The Data Engine serves two purposes:
- Operational evidence capture — Records what failed, where, under what conditions, and with what impact, turning failures into training data.
- Closed-loop improvement — Feeds real-world evidence back into Uranus scenarios and Cyclotron training pipelines, so every deployment makes the next one smarter.
Robustness is achieved through iteration; the Data Engine ensures that iteration is informed by reality.
Internal Capabilities
We take a deliberate approach to building internal capabilities that accelerate our own iteration cycles. Speed is a moat. By building Tokamak, Menlo Cloud, and other infrastructure in-house, we move faster and at a smaller burn rate than competitors.
Tokamak
Tokamak is our internal software factory for compressing iteration cycles.
Tokamak serves two purposes:
- Accelerated development — Automates build, test, and deployment pipelines so developers spend time on code, not bureaucracy.
- Closed-loop iteration — Rapid deploy → observe → fix. Intelligence gathered from every deployment feeds the next.
Menlo Cloud
Menlo Cloud is our private cloud for robotics training and development. We built Menlo Cloud because humanoid robotics requires specialized hardware that hyperscaler clouds don’t offer, ARM-based edge compute boards for firmware testing, robot-specific acceleration, and hardware-in-the-loop validation at scale.

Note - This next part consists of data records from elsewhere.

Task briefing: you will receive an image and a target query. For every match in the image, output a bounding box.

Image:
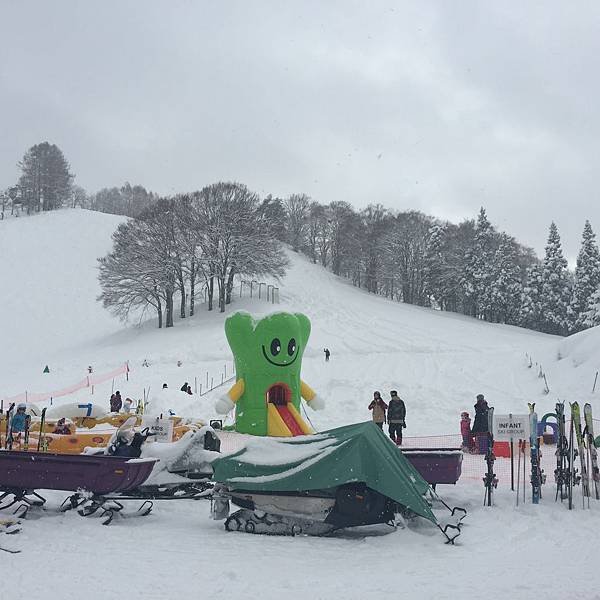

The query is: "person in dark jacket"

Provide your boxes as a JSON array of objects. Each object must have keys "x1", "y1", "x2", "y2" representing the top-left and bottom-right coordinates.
[
  {"x1": 110, "y1": 391, "x2": 123, "y2": 412},
  {"x1": 52, "y1": 417, "x2": 71, "y2": 435},
  {"x1": 369, "y1": 392, "x2": 387, "y2": 429},
  {"x1": 387, "y1": 390, "x2": 406, "y2": 446},
  {"x1": 471, "y1": 394, "x2": 489, "y2": 435}
]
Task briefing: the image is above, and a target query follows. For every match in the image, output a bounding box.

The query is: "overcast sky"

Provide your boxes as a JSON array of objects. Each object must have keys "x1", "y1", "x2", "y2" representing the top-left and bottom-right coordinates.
[{"x1": 0, "y1": 0, "x2": 600, "y2": 259}]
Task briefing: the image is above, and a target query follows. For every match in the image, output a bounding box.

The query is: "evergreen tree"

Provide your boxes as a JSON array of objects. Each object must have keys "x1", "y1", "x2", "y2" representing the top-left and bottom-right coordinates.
[
  {"x1": 519, "y1": 263, "x2": 543, "y2": 331},
  {"x1": 488, "y1": 233, "x2": 523, "y2": 323},
  {"x1": 541, "y1": 222, "x2": 571, "y2": 335},
  {"x1": 569, "y1": 221, "x2": 600, "y2": 333},
  {"x1": 583, "y1": 288, "x2": 600, "y2": 327},
  {"x1": 19, "y1": 142, "x2": 73, "y2": 214},
  {"x1": 465, "y1": 206, "x2": 496, "y2": 320}
]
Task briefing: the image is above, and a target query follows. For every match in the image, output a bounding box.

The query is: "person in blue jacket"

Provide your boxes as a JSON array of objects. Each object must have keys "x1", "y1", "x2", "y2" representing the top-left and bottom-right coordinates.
[{"x1": 10, "y1": 403, "x2": 31, "y2": 438}]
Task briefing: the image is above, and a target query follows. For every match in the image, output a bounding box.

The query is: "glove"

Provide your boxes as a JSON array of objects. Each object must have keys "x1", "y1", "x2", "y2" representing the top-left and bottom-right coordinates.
[
  {"x1": 215, "y1": 394, "x2": 235, "y2": 415},
  {"x1": 308, "y1": 395, "x2": 325, "y2": 410}
]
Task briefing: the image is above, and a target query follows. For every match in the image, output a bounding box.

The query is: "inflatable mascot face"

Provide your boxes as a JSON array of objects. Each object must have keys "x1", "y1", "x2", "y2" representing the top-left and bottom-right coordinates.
[{"x1": 217, "y1": 312, "x2": 320, "y2": 436}]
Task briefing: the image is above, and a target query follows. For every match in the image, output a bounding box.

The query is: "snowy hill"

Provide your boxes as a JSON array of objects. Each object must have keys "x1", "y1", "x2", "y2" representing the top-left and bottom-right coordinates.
[
  {"x1": 0, "y1": 210, "x2": 600, "y2": 600},
  {"x1": 0, "y1": 210, "x2": 580, "y2": 435}
]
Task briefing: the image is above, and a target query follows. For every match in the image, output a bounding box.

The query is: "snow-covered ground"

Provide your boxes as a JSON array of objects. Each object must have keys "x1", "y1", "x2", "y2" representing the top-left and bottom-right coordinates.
[{"x1": 0, "y1": 210, "x2": 600, "y2": 600}]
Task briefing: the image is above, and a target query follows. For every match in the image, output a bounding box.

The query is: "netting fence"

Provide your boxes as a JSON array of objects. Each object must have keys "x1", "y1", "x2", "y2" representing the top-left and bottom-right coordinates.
[{"x1": 1, "y1": 363, "x2": 129, "y2": 406}]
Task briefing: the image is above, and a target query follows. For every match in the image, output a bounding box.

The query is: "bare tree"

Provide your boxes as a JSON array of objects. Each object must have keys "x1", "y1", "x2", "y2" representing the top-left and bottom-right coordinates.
[{"x1": 284, "y1": 194, "x2": 310, "y2": 252}]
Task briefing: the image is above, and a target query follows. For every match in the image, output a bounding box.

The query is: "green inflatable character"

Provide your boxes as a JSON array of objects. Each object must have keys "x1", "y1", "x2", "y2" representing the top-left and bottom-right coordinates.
[{"x1": 215, "y1": 312, "x2": 324, "y2": 437}]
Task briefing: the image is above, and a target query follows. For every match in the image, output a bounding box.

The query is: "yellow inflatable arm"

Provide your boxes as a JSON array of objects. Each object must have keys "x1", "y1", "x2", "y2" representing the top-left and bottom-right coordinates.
[{"x1": 300, "y1": 381, "x2": 317, "y2": 402}]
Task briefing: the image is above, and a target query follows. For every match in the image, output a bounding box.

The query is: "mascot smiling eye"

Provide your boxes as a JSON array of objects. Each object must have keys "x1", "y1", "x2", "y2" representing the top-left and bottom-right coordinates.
[
  {"x1": 271, "y1": 338, "x2": 281, "y2": 356},
  {"x1": 288, "y1": 338, "x2": 296, "y2": 356}
]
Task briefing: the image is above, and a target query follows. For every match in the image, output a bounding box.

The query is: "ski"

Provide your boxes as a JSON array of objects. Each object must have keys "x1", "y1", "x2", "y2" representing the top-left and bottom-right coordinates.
[
  {"x1": 23, "y1": 415, "x2": 31, "y2": 451},
  {"x1": 4, "y1": 402, "x2": 15, "y2": 450},
  {"x1": 583, "y1": 402, "x2": 600, "y2": 500},
  {"x1": 529, "y1": 402, "x2": 542, "y2": 504},
  {"x1": 38, "y1": 408, "x2": 46, "y2": 452},
  {"x1": 554, "y1": 402, "x2": 569, "y2": 502},
  {"x1": 483, "y1": 407, "x2": 498, "y2": 506},
  {"x1": 571, "y1": 402, "x2": 590, "y2": 507}
]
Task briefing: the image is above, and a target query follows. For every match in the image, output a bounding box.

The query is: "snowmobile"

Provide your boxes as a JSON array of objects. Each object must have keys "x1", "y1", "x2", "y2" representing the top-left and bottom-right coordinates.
[
  {"x1": 212, "y1": 422, "x2": 466, "y2": 543},
  {"x1": 213, "y1": 483, "x2": 401, "y2": 535}
]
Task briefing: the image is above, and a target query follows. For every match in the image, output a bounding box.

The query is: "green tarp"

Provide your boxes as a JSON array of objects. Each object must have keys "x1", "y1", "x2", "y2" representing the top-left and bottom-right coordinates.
[{"x1": 213, "y1": 422, "x2": 437, "y2": 523}]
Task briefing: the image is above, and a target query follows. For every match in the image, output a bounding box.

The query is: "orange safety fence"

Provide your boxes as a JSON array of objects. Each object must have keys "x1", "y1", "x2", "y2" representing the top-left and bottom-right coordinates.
[{"x1": 2, "y1": 363, "x2": 130, "y2": 404}]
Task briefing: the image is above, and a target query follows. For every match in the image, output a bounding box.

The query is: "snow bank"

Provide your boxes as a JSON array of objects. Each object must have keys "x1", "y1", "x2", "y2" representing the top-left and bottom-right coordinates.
[{"x1": 558, "y1": 327, "x2": 600, "y2": 367}]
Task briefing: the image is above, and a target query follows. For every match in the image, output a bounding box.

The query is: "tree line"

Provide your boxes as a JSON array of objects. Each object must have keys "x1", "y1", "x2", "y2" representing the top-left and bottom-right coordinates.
[
  {"x1": 269, "y1": 194, "x2": 600, "y2": 335},
  {"x1": 99, "y1": 182, "x2": 287, "y2": 327},
  {"x1": 0, "y1": 142, "x2": 159, "y2": 219},
  {"x1": 0, "y1": 142, "x2": 600, "y2": 335}
]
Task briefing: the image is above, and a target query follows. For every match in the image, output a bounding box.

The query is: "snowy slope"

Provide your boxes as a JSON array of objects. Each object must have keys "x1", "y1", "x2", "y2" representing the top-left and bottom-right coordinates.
[
  {"x1": 0, "y1": 211, "x2": 600, "y2": 600},
  {"x1": 0, "y1": 210, "x2": 123, "y2": 370},
  {"x1": 0, "y1": 210, "x2": 556, "y2": 435}
]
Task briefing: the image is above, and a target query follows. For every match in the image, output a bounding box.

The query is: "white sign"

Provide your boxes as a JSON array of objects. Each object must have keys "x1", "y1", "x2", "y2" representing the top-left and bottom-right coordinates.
[
  {"x1": 142, "y1": 417, "x2": 173, "y2": 442},
  {"x1": 494, "y1": 414, "x2": 529, "y2": 440}
]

Menlo Cloud serves two purposes:
- Specialized robotics infrastructure — Provides compute and edge devices optimized for firmware testing, sensor processing, and real-time control, hardware that public clouds simply don’t stock.
- Predictable unit economics — Eliminates surprise pricing from hyperscalers while enabling us to scale testing hardware as fast as we need it.
Menlo turns deployment into a product, not a project.